Ao avançarmos neste raciocínio, à luz das idéias desenvolvidas, constatamos que os instrumentos emergenciais propostos pelo Estado para superação das desigualdades, tais como Cotas Universitárias, Programa Brasil Quilombola e tantas outras ações, algumas acertadas outras equivocadas, são recursos meramente aceitos como mecanismos transitórios de superação do déficit social brasileiro. Déficit este que tem condenado nossa nação com estatísticas preocupantes, desagradáveis, vergonhosas e que reiteram o flagrante desnível social que o tempo se encarregou de alargar e aprofundar desde os primeiros eventos da história tupiniquim.

Portanto, o fim último da construção da noção de PERTENCIMENTO é ter assegurada a garantia de ser humano em sua plenitude. Assim, o conceito de pertencimento, neste contexto, consiste em oferecer ao negro o espaço que a ele é garantido de forma natural e legitimado em sua humanidade. Este espaço não lhe deverá ser ofertado como favor, concessão, auxílio, cota, ou qualquer outra forma de ação ou política compensatória.

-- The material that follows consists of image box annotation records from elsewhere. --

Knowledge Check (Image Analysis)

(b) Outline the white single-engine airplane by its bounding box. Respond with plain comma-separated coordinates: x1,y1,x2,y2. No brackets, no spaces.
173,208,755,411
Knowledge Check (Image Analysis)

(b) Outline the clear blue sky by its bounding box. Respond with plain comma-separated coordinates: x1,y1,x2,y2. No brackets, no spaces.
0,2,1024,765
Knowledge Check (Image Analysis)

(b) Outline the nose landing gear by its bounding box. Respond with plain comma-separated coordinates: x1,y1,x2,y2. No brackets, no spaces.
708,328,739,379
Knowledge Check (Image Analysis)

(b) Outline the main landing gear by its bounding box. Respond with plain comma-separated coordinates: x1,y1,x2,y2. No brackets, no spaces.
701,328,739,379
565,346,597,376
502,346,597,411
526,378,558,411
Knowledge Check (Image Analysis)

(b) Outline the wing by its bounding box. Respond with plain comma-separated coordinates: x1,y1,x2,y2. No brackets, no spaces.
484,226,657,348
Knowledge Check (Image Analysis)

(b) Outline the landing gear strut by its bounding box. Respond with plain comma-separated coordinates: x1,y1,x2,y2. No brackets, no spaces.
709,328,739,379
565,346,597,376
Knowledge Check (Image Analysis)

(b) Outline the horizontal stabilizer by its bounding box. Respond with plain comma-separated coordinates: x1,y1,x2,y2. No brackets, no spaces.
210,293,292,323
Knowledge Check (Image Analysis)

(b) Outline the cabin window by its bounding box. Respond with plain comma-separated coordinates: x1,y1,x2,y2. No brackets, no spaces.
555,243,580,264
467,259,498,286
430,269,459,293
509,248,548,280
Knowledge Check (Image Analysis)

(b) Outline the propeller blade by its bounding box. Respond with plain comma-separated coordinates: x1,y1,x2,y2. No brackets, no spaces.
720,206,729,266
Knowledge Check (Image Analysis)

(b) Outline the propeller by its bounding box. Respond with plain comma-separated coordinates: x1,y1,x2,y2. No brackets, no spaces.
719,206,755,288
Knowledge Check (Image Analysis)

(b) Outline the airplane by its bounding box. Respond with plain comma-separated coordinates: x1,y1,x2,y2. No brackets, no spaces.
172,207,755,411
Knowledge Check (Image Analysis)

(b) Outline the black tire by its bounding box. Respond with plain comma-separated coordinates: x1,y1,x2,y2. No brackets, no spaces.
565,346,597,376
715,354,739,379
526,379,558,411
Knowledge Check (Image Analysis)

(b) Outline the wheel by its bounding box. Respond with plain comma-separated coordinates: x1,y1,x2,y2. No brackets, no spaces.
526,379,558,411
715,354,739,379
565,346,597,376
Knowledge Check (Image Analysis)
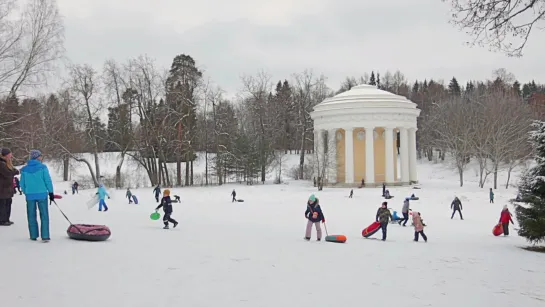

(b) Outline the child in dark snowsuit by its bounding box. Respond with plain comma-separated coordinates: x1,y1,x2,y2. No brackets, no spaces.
153,185,161,202
450,197,464,220
125,189,132,205
155,190,179,229
13,177,23,195
413,212,428,242
305,194,325,241
375,202,392,241
499,205,515,236
399,197,410,227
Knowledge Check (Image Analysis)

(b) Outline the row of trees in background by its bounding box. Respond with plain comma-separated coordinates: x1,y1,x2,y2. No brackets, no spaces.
0,0,545,191
0,58,544,188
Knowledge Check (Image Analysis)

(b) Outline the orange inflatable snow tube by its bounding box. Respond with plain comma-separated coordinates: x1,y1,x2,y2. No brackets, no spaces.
325,235,346,243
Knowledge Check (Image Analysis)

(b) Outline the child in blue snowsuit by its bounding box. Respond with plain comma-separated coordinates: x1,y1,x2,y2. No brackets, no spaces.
21,149,55,242
97,183,110,212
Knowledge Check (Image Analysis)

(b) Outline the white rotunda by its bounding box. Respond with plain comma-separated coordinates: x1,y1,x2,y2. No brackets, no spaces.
310,84,420,186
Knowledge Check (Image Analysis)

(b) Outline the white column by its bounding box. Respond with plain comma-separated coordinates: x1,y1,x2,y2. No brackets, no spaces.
384,127,397,183
344,128,354,183
409,128,418,182
399,128,409,183
327,129,337,183
313,130,320,183
365,127,375,184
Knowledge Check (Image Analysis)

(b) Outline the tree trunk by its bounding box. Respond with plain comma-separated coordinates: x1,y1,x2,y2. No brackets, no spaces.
62,155,70,181
185,161,189,187
163,161,172,187
299,131,307,180
204,149,208,185
458,167,464,187
190,160,193,186
494,164,498,190
115,152,125,189
505,167,513,189
176,162,182,187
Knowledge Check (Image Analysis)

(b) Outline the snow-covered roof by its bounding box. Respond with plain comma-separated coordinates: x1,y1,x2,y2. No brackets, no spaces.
311,84,420,129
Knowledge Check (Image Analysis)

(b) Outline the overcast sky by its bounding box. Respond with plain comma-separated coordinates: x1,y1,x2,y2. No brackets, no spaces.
58,0,545,93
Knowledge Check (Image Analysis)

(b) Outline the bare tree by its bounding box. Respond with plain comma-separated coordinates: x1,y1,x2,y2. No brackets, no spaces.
431,97,474,186
69,64,102,187
102,60,134,189
0,0,64,96
293,70,331,179
443,0,545,56
126,56,170,185
242,71,273,183
482,90,531,189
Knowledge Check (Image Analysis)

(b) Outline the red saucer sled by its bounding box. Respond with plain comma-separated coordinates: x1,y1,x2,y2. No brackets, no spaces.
361,222,380,238
492,223,503,237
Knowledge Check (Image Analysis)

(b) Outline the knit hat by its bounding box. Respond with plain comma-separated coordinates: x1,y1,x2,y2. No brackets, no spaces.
30,149,42,160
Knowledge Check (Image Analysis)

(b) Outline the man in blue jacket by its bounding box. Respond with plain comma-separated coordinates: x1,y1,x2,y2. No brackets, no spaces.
21,149,55,242
97,183,110,212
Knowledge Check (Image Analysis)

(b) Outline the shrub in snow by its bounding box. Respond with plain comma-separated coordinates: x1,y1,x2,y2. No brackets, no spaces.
516,121,545,244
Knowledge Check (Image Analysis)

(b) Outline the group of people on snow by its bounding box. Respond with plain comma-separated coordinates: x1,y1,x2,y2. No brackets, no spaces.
306,188,518,242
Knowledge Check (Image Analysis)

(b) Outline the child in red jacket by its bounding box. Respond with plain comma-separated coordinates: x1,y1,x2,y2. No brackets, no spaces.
500,205,515,236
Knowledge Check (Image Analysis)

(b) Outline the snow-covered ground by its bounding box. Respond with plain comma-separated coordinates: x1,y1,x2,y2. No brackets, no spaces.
0,158,545,307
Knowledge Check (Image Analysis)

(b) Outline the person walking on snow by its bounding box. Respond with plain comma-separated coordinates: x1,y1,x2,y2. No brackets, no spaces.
399,197,410,227
413,212,428,242
21,149,55,242
13,177,23,195
97,183,110,212
499,205,515,236
450,196,464,220
305,194,325,241
375,202,392,241
153,184,161,202
126,188,132,205
155,189,179,229
0,148,19,226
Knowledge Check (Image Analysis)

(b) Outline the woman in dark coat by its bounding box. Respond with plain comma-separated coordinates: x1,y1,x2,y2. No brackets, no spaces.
0,148,19,226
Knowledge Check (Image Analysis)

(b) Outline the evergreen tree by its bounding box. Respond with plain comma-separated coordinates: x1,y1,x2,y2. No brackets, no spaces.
465,81,475,94
448,77,462,96
516,121,545,244
522,83,532,98
369,71,377,85
411,80,420,96
513,81,522,97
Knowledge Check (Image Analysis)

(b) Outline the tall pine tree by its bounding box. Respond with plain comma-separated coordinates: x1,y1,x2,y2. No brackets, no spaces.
516,121,545,244
448,77,462,96
369,71,377,85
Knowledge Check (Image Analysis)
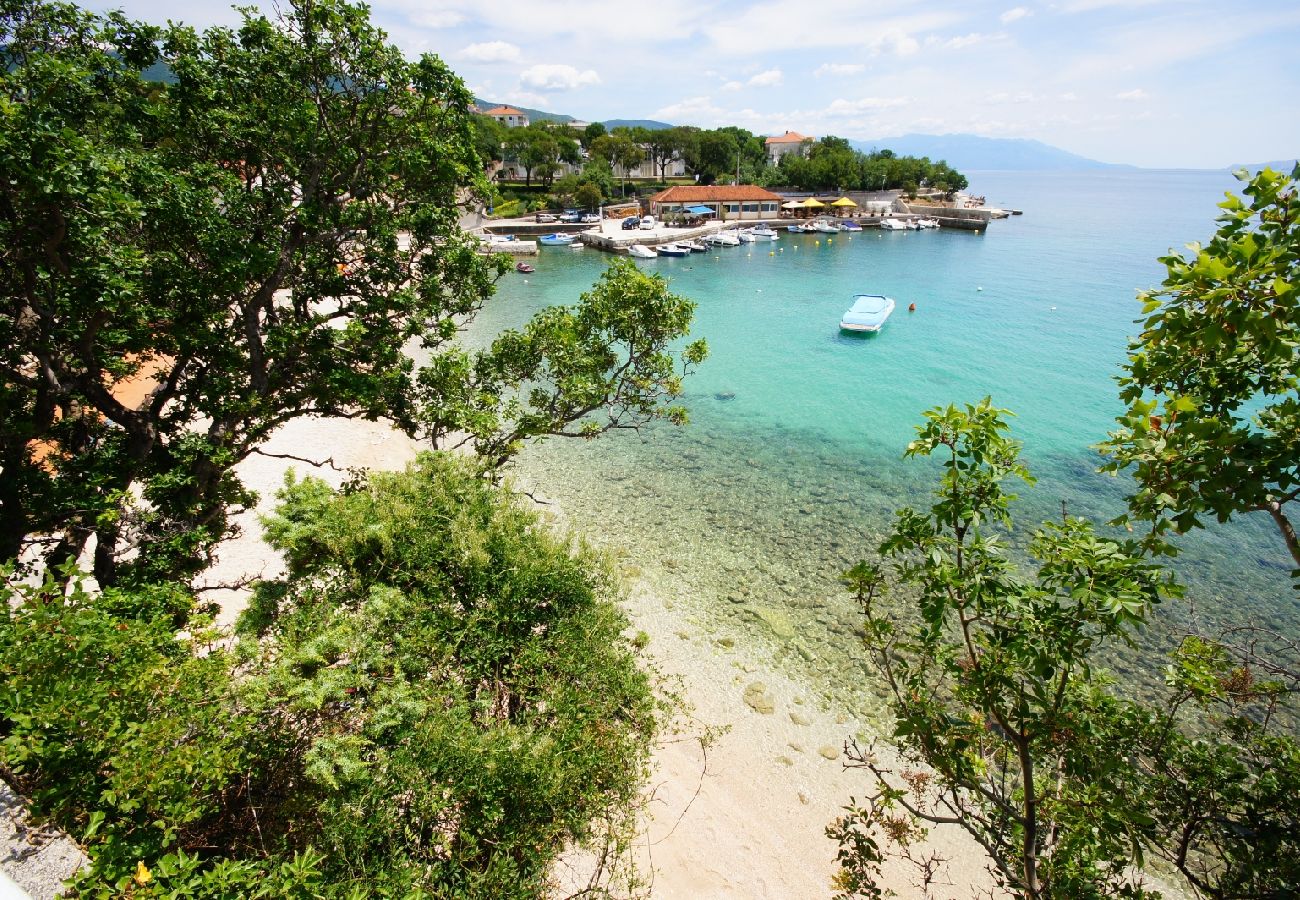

Nós defendemos que a apropriação por parte do cidadão de suas garantias seja fundamentada em seu direito integral como ser humano, como indivíduo pleno revestido de todas as virtudes que esta cidadania lhe reserva.

Assim, convidamos a sociedade para contribuir e participar de forma compromissada com esta luta tão justa, tão representativa, tão preciosa para todos nós. Queremos convidá-los a tomarem parte de alguns acontecimentos relevantes que estão se desenhando tanto no plano nacional como no plano internacional no âmbito do movimento negro, a exemplo das atividades desenvolvidas pela UNEGRO (União dos Negros Pela Igualdade) em todo o Brasil, pelos projetos virtuosos da organização Omi Dudu em Salvador-Ba, pela participação ativa e decisiva dos militantes do movimento nos vários espaços de construção do pensamento libertador, ou ainda de movimentos internacionais como o denominado Renascimento Africano.

Desta feita, o ano de 2009 foi marcado com importantes manifestações internacionais promovidas pelos principais organismos de debate da causa no mundo quando da proclamação daquilo que se denomina ESTADOS UNIDOS DA ÁFRICA ou também como já foi falado RENASCIMENTO AFRICANO. Esta iniciativa de envergadura internacional nasceu no final dos anos 90 na África e vai de encontro a um fenômeno positivo que está acontecendo no mundo e que se propõe a criar um espaço para produção, divulgação, debate e compartilhamento de produtos, valores, idéias, modelos, saberes e simultaneamente, figura como influente vetor de ações e projetos correlatos. Existem ainda outros grandes eventos e ações, como o Festival Mundial de Artes Negras que acontece anualmente na África, evento no qual o Brasil participa como convidado de honra por ser a segunda maior população negra do mundo, fato que nos deixa numa posição nada confortável em face dos grandes desafios que ainda nos aflige.

Finalmente, registramos aqui menções de agradecimento pelo espaço franqueado pela democracia para exposição de nossas idéias, para divulgação de nossos projetos e desafios, e também pela oportunidade de compartilhar nossas conquistas. Agradecemos a atenção do leitor para este momento de reflexão, de construção e exercício da cidadania.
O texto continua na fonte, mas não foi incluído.